For this reason, you need experienced and skilled localizers. Quality localization requires creativity; it requires judgment and sensitivity to context that even the most advanced machine learning models don’t (yet) have. Localization specialists deliver everything from small tweaks in the translation of your B2C emails to revamping an entire marketing campaign. They are a crucial factor in how your brand and your company will (or will not) be perceived in a given market region.
Take the example of BMW. For the past five decades BMW’s slogan in Germany has been “Freude am Fahren.” Otherwise known as “the joy of driving.” In America, however, market and localization specialists decided “joy of driving” would not resonate with the target audience for premium European cars and changed the slogan to “The Ultimate Driving Machine.”

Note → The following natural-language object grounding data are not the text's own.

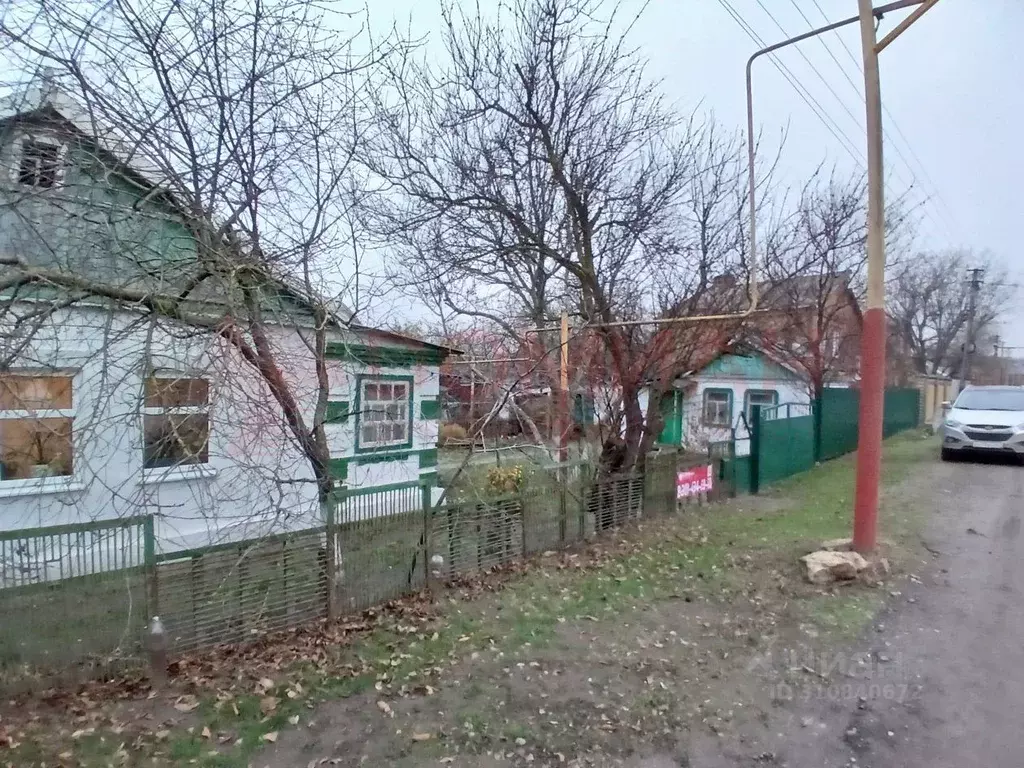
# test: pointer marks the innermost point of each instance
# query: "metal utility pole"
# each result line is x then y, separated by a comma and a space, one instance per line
563, 387
972, 310
872, 339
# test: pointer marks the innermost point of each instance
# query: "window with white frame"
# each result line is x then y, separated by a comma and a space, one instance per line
384, 414
175, 421
763, 397
36, 425
718, 408
39, 163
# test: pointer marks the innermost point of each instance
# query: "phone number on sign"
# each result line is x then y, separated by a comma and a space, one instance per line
693, 481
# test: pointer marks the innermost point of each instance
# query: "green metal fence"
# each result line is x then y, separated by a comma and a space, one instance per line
784, 443
229, 593
73, 600
82, 594
840, 410
902, 411
790, 438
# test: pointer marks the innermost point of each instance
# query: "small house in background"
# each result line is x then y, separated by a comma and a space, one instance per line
716, 402
113, 414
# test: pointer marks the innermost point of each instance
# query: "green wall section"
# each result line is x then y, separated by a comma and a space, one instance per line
785, 444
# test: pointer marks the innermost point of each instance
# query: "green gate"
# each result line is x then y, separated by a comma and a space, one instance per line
783, 441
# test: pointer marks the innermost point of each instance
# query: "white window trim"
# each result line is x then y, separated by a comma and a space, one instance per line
45, 485
374, 445
15, 167
178, 472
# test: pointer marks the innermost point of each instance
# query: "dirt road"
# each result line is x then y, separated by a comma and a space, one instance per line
950, 648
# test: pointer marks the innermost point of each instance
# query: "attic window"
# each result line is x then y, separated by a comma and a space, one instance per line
40, 164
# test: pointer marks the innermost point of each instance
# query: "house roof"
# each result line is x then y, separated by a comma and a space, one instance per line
45, 98
744, 361
795, 292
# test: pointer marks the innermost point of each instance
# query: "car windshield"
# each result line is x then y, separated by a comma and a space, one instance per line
991, 399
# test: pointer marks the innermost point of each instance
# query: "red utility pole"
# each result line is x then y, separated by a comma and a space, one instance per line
872, 340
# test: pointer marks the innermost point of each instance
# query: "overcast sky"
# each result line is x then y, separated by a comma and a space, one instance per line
952, 86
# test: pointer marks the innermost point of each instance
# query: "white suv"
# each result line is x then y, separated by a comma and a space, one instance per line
985, 420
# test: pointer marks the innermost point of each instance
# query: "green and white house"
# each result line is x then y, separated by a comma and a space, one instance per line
715, 403
109, 414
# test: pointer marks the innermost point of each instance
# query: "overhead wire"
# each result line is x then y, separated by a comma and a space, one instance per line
931, 188
806, 95
896, 172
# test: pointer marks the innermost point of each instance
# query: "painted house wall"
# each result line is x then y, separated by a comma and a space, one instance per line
257, 480
98, 223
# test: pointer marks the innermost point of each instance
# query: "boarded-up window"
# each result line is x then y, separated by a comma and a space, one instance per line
384, 414
36, 425
176, 422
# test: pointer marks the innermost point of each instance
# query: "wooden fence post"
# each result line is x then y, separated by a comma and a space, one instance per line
755, 428
150, 558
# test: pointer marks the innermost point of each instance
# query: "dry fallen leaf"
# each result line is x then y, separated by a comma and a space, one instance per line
186, 704
267, 705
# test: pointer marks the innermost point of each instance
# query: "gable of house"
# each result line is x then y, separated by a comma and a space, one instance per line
750, 367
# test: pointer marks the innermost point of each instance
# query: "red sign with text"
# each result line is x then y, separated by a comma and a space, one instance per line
693, 481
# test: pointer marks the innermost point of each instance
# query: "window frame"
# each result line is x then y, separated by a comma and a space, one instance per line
360, 381
198, 466
16, 485
747, 400
18, 152
704, 407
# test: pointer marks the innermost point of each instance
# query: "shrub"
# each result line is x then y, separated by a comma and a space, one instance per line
505, 479
452, 432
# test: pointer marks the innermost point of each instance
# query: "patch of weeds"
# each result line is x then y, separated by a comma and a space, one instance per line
843, 615
818, 505
515, 731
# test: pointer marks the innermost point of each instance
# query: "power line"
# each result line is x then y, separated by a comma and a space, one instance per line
932, 188
807, 97
913, 181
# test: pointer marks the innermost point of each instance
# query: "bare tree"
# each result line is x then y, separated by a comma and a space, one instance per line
538, 168
929, 303
815, 271
208, 193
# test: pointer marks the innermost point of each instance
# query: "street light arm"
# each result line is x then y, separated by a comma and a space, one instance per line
752, 194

A machine cannot make this intuitive leap, because communication is not just words. Communication involves crucial societal, cultural and historical context. An AI system or TM cannot access this contextual information because they are fed only words (the tip of the iceberg of what we call “communication”) and these words don’t contain all the necessary information that humans use to make sense of the world. As humans we can express far more than the exact meaning of the words we use when we write or talk because we live in a shared reality. But AI algorithms and TMs don’t share that reality with us.
![Societal, cultural and historical context plays a huge role in localization, and why machine learning cannot fully cover all localization purposes](jpg/person-to-person-context.jpg)
Conversations between people includes important subtleties, like societal, cultural and historical context that machine learning (AI) cannot provide with translation services.
Localization is essential for effective technology, but humans are essential for effective localization
Localization professionals have the keen ability to make that creative leap. They know how to best establish communication and engage with potential customers. They are adept at navigating the choppy waters of formality and cultural references unique to their region and language. They will help give your brand what it needs to stand out: a unique, human voice.
The professionals on Blueprint’s localization team come from a wide variety of backgrounds and bring a wealth of knowledge in translation and localization with them. We are keenly aware of both the utility and limitations of machine-generated translations, and take great care to craft context-specific, vibrant texts that read as if they were originally written in their target language and with the target audience in mind. Thanks to us, our client’s communication with their customers, and their developers’ communication with their audience, is smooth and authentic.